Establishing a good relationship with his accountant and bank manager is also key when it comes to Livolsi’s personal operations manual. “It’s critical when you go to the second business,” he says. “Run a very low cash flow projection to your bank manager. Don’t big note that you can make a million in the first year.”
Westpac business advisor, Chris Jones, couldn’t agree more. “Start planning 12 months out, look for venues, locations and tell your banker how your plans are progressing,” he says. “Don’t request an overdraft and expect it yesterday. Talk to them and they may even know before you do that you’re going to need some extra working capital.”
But above all, Jones would expect anyone wanting to expand to show him a business plan. “It doesn’t have to be 50 pages long,” he says. “The plan outlines some of the risk elements surrounding key personnel. Does the client have insurances in place? What if the head chef is also the owner and he gets sick? What safety nets are in place if these kinds of problems arise?”
Realistic forecasts of cash flow projections are also fundamental, as would determining how much of the restaurateur’s own money is being laid on the line. “If you’re going to open a second restaurant we’d be looking for someone to put in at least half, assuming their business has little or no debt,” says Jones. “Favourable lease terms are considered a plus, as is a good track record, credit history and record in the industry.”
Keeping track of your own financial position and not solely relying on your accountant to crunch numbers is also key, he says. “Oversee your own books. Check in with your accountant every quarter and work with them,” advises Jones. “Know the ins and outs of your financials and get some training in financial management.”
Many institutions hold small business courses, he says, such as The Westpac Beyond Survival Workshop—a seven-hour course that costs $395 per day. Chartered accountant Michael Corigliano stresses the importance of making sure the business has the necessary equity or borrowing ability for contingency funding.

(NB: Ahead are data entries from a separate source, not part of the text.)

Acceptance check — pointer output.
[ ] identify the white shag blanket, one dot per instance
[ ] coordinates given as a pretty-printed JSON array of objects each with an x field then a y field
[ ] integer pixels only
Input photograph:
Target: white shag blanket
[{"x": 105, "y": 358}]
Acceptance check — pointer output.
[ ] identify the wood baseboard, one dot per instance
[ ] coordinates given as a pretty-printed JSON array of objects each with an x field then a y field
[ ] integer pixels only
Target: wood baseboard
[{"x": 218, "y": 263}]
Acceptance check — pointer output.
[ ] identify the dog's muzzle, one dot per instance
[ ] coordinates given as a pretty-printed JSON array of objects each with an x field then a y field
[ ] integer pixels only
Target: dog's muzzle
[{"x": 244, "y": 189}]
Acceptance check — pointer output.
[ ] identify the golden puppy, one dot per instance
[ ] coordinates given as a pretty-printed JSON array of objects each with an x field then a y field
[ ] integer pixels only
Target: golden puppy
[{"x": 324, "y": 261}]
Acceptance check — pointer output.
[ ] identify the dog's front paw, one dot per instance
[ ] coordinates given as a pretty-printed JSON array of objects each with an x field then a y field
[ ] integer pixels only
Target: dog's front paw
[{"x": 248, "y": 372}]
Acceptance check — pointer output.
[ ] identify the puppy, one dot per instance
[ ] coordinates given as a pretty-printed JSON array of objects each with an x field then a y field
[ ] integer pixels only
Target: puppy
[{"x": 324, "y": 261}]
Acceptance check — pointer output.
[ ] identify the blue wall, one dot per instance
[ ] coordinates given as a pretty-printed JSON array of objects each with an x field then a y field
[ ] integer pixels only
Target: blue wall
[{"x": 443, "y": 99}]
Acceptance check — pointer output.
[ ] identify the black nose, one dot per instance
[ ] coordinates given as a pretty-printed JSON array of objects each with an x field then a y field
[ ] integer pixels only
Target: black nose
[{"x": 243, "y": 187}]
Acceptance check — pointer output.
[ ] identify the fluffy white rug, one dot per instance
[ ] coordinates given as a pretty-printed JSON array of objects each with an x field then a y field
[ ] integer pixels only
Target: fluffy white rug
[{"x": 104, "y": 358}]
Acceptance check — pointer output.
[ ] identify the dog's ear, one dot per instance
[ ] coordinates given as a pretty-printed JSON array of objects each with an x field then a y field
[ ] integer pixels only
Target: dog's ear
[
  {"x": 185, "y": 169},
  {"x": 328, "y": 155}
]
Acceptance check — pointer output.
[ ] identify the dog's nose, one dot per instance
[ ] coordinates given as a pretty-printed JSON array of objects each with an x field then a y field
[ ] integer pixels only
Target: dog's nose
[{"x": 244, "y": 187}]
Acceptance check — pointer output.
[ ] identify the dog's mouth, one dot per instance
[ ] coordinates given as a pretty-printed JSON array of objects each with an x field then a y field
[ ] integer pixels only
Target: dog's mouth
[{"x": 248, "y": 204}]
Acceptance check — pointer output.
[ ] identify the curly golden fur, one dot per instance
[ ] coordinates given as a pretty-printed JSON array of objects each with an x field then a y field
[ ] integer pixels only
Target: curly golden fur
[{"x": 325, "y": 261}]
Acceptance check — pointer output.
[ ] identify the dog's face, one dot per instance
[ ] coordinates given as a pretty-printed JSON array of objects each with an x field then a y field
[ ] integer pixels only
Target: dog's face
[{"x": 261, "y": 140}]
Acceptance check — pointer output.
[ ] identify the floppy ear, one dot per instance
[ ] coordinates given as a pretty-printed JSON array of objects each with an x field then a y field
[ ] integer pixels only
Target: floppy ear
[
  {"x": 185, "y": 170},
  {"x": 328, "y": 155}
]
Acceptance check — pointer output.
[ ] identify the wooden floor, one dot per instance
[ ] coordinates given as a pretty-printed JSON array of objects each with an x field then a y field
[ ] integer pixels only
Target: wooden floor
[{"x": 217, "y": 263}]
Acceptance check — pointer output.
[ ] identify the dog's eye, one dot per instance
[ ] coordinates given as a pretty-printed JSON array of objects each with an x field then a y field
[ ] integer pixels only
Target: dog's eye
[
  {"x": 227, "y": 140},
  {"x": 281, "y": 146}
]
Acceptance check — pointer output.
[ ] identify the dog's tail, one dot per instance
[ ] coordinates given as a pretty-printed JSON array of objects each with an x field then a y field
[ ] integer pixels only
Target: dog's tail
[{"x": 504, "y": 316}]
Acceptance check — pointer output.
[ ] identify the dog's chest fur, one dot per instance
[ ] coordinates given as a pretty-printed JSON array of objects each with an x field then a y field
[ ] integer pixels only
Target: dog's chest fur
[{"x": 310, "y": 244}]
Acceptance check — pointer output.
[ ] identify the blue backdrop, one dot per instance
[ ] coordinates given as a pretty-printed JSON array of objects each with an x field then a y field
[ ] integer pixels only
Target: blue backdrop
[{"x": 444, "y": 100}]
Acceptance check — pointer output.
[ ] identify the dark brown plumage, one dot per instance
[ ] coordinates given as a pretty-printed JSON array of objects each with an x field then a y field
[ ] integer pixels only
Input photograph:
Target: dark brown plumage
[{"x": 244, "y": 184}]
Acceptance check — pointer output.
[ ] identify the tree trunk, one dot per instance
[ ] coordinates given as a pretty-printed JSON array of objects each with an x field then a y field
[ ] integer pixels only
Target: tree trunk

This finance helps to cope with cost overruns and working capital requirements if the start-up revenue of the expansion is less than expected. “The restaurant industry is littered with the train wrecks of operators of one successful business expanding and the expanded operation failing, bringing down the entire business operation,” says Corigliano. “Usually the operator is emotionally involved in the expansion opportunity and might be looking through rose coloured glasses.”
Corigliano urges operators to consider the best, likely, and worst-case scenario when expanding. Can the existing and new business survive in the worst-case scenario? And most importantly, do the maths, stick to the plan and cross your fingers. “The expansion of a successful hospitality operation needs critical assessment of the existing business, careful planning of the new venture, robust financial analysis and a reasonable amount of luck.”